Patrick Mizelle — Leading Age

Patrick Mizelle

Jacarandas, by Patrick Mizelle

[Editor’s Note: In February 2021, Patrick’s story was in a writing contest sponsored by Leading Age.]

Myra woke one morning at the end of May to sunshine pouring in around her bedroom curtains. She sensed the rainy season was finished at last as she threw open her windows to dazzling skies of cloudless cerulean blue. It felt marvelous to breathe. The jacaranda trees would be putting out the first of their astonishing purple blooms, she knew.

Breakfast and ablutions done, Myra dressed in a suit of jacaranda blue over a creamy silk blouse. She chose some faux amethyst beads and earrings and fixed a bright enamel monarch butterfly pin on the lapel of her jacket. Her shoes were sensible, black, “old lady” shoes, but there was no help for that, she thought, and felt good about her turn-out anyway.

She made her way to the front desk of the Golden Days Retirement Village to meet her driver, who took her downtown for a doctor’s appointment. Doctor Brinks had told her last month that the double vision she’d been experiencing was a small but inoperable glioma. Not to worry for a while, he’d said…”We can slow it down so that you have at least another good year or so before things begin to get ugly.”

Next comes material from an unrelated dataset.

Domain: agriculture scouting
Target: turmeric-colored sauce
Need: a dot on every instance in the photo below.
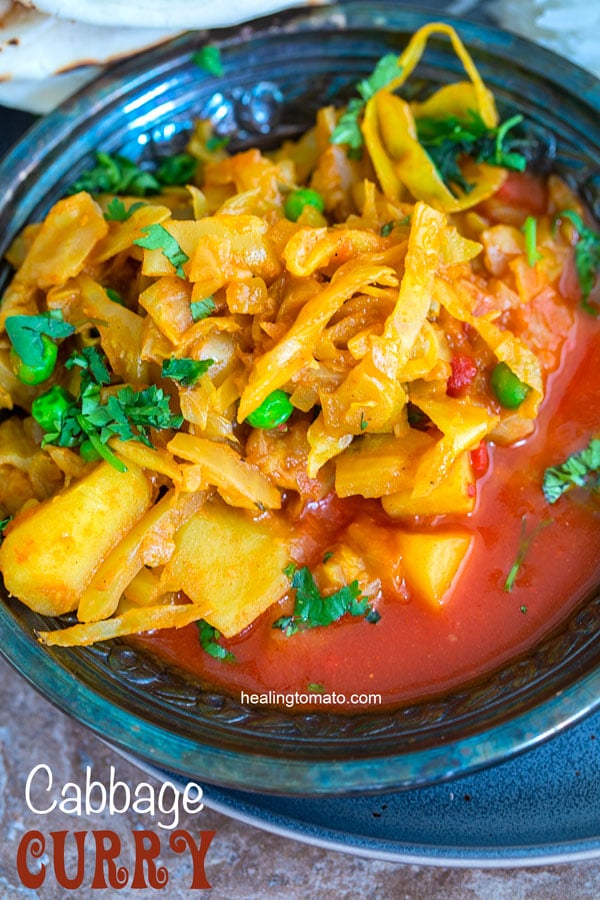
(415, 650)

Myra had no doctor appointment today, however. As soon as the driver pulled away, she caught a bus out front of the medical center. Half an hour later, she transferred to the excursion bus that would take her to her destination in another hour and a half.

The bus made only a few stops, so Myra settled back into her window seat. She thought again of the jacarandas, so vivid in her mind. When she was young and working in L. A., she’d loved to take a bag lunch to work and sit on a park bench beneath those glorious trees to eat it every day during their season. Some fusspots complained about the mess once the blooms began to drop in earnest, but she spent her lunch breaks in wonder until the very last flower fell.

One day, a man she didn’t know but recognized from the office asked if he could join her on her bench. They had brought the same kind of sandwich, a conversation ice-breaker, then found they had a lot to talk about. His name was Burke: a solid, manly name, she thought, to go with his good looks. He began to join her every day for lunch, and, when the flowers finished, they went out together. Engagement and a long, happy, if childless, marriage followed, until five years ago when Burke had quietly dropped dead from a heart attack at
church one Sunday. She hadn’t even known that he was dead until the congregation rose to sing.

Such were Myra’s reveries until the bus pulled up at the historic lodge halfway up Mt. Hood. Large patches of snow lay about, but the sun was still fierce in a clear sky. Myra got out and treated herself to the pricey but delicious buffet in the dining room. After lunch, she spent an hour or so with a glass of wine in front of the roaring fire in the lobby’s great stone fireplace before heading out for a walk.

Myra angled up the mountain more or less in a westerly direction as the late afternoon wore on. She paused frequently to admire the long views over the Cascades and the Willamette Valley. The air was so clear! Such a mercy there was no wind.